Ultrafast dynamic contrast enhancement (DCE) is a MRI sequence that, when used standalone, can serially screen for breast cancer in 2 minutes. However, each acquisition generates thousands of 2D images in a 4D stack. Color intensity projections (CIP) images are 2 parameter color images that encode the time of arrival (ToA) of contrast agent in the hue (red, orange, yellow, green, cyan, blue) and the amount of contrast enhancement in the brightness. A CIP image of each ultrafast slice provides an informative summary to radiologists with the same sensitivity and specificity to malignancies as the ultrafast 4D stack.
The 115 second ultrafast DCE sequence acquired 19 consecutive frames every 4.26 seconds with 152 slices per frame yielding a 4D stack with 2,888 2D images for each of water and fat. For each of the 89 patients in the study, two radiologists - with 8 and 4 years of experiences reading breast cancer MRIs respectively - recorded a BIRADS [DOrsiCJ2013] using only the CIP images first, and subsequently using both the CIP images and the 4D stack. No prior MRI images were used in the study. A total of 26 patients had malignancies. The p-value for the CIP and 4D sensitivities and specificities were calculated using the Fisher exact test [EmausMJ2015].
CIP summarizes a time series of greyscale images into a single color image by encoding the time of arrival (ToA) of contrast agent at each voxel in the hue (red, orange, yellow, green, cyan, blue) and the amount of contrast agent in the brightness. The time of arrival (ToA) of contrast agent for each voxel was defined as the frame which had the largest increase in signal from the previous frame (Figure 1).
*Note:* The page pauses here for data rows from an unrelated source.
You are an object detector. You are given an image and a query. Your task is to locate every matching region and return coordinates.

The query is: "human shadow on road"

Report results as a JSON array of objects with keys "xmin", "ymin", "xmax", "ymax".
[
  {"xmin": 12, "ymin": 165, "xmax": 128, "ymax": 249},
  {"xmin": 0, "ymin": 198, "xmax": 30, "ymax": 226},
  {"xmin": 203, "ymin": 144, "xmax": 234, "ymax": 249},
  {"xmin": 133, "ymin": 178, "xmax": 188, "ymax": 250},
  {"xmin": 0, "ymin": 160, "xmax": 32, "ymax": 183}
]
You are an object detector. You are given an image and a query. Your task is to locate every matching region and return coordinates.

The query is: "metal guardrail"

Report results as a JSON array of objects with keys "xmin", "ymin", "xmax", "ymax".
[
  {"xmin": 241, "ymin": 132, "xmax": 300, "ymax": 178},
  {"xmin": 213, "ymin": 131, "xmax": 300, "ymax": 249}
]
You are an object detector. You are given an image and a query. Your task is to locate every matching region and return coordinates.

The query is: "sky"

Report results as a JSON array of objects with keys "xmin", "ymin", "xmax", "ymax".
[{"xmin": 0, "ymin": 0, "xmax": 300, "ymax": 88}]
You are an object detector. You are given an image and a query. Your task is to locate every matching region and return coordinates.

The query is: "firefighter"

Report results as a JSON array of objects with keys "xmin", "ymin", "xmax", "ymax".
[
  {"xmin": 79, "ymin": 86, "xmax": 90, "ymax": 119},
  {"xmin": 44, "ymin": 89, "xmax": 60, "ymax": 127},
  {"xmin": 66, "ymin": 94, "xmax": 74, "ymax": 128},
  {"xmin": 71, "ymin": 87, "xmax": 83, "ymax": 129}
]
The enhancing of the aortic arch was defined as the zero frame and indicated with the red hue. The CIP images for the study were uploaded to clinical PACS so they could be read using the same PACS workstation as the clinical images but clearly labelled for research only.
For reader 1, the CIP and 4D sensitives were 96% and 96% (p=1.0) with specificities of 59% and 70% (p=0.26) respectively. The statistics for reader 2 were 96% and 100% (p=1.0) with 62% and 71% (p=0.34) specificities, respectively. Therefore, there was no statistically significant difference between CIP and 4D stack, in terms of the sensitivity and specificity, when distinguishing between malignancies and benign tumors. The readers could not assign a BIRADS score to CIP in 1 and 5 patients respectively, primarily because of enhancing background [GiessCS2014]. These undefined BIRADS scores resulted in the slightly lower sensitivities and specificities provided above.
Figures 2, 3 and 4 provide examples of CIP for two patients.
As the current study shows, CIP provides an effective summary of the thousands of images provided by each ultrafast acquisition. For each voxel, the encoding of the ToA in the hue combined with the amount of contrast agent seems to provide much of the information required by radiologist to detect malignancies while recognizing benign lesions. However, as with any processed version of the ultrafast 4D stack, the original 4D stack should always be reviewed for breast cancer screening with CIP only providing supplementary information.
While the current study was conducted without prior DCE images to aid the radiologists, with serial screening prior DCE images are readily available. Prior DCE images should significantly improve the specificity of the standalone ultrafast sequence found in the current study. The current full diagnostic protocols (FDP) for MRI screening of breast cancer has additional sequences to improve specificity when prior DCE images are not available [AbramoviciG2011]. The FDP typically includes both pre and post contrast high resolution T1 sequences, a high resolution T2 sequence, and/or a DWI sequence, and more recently, an ultrafast sequence.
While the ultrafast sequence runs in about 2 minutes, if used standalone for serial screening for breast cancer, inclusion of the localizers would bring the total acquisition time to about 4 minutes.